Doutora? Eu? Sim!

Há alguns dias, não escrevo. Falta-me assunto. O respeito aos leitores, embora poucos se aventurem a ler os meus escritos, não me permite ocupar-lhes o precioso tempo com textos mal elaborados, de pouca importância literária ou cultural. Bastam os que já lhes impingi em oportunidades de frágil inspiração como essa.

Sem um tema capaz de motivar o desejo de me expressar através das letras, resolvi compartilhar com o leitor certa mensagem eletrônica, recebida há poucos dias. Trata-se de algo que nos leva a refletir sobre o grande papel da mulher junto à família. Sua dedicação ao árduo e diuturno trabalho doméstico, ao bem estar do esposo, aos cuidados e à educação dos filhos enaltecem os feitos dessa grande heroína.

Diz a mensagem cibernética, que certa mulher, a quem darei o nome de Amélia – para compará-la, sim, à “mulher de verdade”, tão merecidamente enaltecida em versos do poeta-cantor – dirigiu-se ao balcão de uma empresa, a fim de atualizar o seu cadastro. A mocinha que a atendia, diligentemente lhe fez algumas perguntas:

– Qual a sua profissão?

Amélia era uma mulher simples, desprovida de qualquer qualificação constante do Código de Ocupações do Ministério do Trabalho. Não se assemelhava àquela jovem entrevistadora, não era médica, advogada ou professora. Ela pouco estudara, casara-se jovem, concebera quatro filhos, cuidava da casa, do marido e dos meninos. Não sabia como intitular-se. Depois de alguns segundos, respondeu:

– Sou mãe!

A moça disse-lhe que não podia considerar a maternidade como ocupação laboral; por isso, iria classificá-la como “dona de casa”.

Amélia não questionou a insensibilidade da jovem. Não sabia como fazê-lo. Afinal, ela não tinha uma profissão. Era apenas a mãe de quatro filhos que ansiavam por seu retorno ao lar.

– Sim, sou mãe! – concluiu com altivez, ao levantar-se e dirigir-se à porta de saída.

Uma amiga de Amélia, Marta, soube do ocorrido. Dias depois, foi fazer o mesmo cadastro.

– Qual a sua profissão? – indagou um funcionário obeso.

Marta estava preparada.

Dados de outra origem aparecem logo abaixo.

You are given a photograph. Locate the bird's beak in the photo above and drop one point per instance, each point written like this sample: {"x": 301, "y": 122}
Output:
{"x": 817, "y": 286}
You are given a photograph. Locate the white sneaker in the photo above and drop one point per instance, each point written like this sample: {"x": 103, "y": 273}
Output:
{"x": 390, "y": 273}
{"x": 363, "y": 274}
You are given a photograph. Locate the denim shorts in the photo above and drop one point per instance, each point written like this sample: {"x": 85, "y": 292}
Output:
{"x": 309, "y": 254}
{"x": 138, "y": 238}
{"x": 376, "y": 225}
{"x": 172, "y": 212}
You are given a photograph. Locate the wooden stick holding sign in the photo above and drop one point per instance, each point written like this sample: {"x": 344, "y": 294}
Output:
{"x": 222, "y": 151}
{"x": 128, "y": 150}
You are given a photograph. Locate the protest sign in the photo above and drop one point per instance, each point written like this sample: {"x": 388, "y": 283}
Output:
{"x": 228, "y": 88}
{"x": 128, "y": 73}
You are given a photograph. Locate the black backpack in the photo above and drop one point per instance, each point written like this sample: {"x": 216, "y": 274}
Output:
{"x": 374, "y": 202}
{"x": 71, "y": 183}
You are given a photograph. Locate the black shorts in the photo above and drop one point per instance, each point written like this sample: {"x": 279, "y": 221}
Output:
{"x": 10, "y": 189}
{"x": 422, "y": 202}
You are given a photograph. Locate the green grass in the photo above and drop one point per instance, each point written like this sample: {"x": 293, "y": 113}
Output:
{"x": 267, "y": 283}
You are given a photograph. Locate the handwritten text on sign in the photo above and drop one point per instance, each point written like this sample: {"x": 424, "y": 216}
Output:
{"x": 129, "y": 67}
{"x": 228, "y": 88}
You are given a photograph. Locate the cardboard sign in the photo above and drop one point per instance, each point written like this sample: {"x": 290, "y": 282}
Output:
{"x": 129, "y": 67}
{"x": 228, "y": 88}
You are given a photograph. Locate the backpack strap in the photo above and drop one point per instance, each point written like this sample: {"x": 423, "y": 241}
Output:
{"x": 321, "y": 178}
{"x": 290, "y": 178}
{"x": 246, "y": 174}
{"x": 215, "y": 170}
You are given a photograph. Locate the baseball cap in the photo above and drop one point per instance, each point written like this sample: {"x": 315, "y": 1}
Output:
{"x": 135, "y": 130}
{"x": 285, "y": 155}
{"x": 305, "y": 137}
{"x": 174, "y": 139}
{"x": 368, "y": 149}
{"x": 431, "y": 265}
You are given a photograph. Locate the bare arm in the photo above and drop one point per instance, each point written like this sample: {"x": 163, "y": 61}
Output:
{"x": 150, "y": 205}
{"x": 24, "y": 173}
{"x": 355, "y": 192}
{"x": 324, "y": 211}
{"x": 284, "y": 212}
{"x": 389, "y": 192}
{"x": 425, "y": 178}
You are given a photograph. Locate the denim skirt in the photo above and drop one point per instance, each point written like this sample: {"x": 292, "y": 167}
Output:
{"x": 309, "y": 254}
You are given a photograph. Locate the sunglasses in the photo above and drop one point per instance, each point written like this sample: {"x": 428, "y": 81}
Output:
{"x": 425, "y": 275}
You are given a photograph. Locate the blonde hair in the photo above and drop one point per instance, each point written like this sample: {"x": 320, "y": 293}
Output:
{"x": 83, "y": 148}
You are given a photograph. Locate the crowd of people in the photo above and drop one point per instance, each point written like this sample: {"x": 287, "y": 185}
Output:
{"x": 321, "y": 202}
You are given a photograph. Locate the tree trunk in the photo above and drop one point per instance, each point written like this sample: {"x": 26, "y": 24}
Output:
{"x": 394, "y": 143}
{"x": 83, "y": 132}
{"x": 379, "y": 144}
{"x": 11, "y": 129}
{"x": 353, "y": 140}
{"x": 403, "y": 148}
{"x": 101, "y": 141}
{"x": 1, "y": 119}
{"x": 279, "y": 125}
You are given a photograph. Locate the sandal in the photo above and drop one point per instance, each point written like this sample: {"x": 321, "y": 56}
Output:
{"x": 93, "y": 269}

Estudara com antecedência o que diria se lhe fosse feita a mesma pergunta que fizeram à Amélia. Respondeu de pronto:

– Doutora em Desenvolvimento Infantil e Relações Humanas. uma árdua e gratificante ocupação – disse com um sorriso nos lábios.

O moço, depois de fazer as anotações, perguntou-lhe:

– O que a senhora faz, exatamente?

– Desenvolvo um programa de longo prazo, dentro e fora de casa. Sou responsável por uma equipe de quatro pessoas. Trabalho em tempo integral e em regime de dedicação exclusiva, às vezes, de quatorze a vinte e quatro horas diárias.

O funcionário ficou impressionado. Ouviu o que dissera aquela senhora com o mais profundo respeito.

Ao retornar à casa, Marta foi recebida por sua equipe: uma menina de treze anos, uma de sete e outra de três, acompanhadas de um bebê de seis meses. Feliz, abraçou os filhos e deles ouviu suas reinvindicações:

– Mãe, onde está meu sapato?

– Ajude-me com as tarefas da escola!

– Você me busca no colégio?

– Mamãe, compra um celular pra mim…

Sentada em uma poltrona, com os filhos disputando espaço em seu colo, Marta estava orgulhosa do título profissional que se dera:

Doutora em Desenvolvimento Infantil e Relações Humanas.

E ainda pensou: “Como é bom ser especialista na arte de amar!”.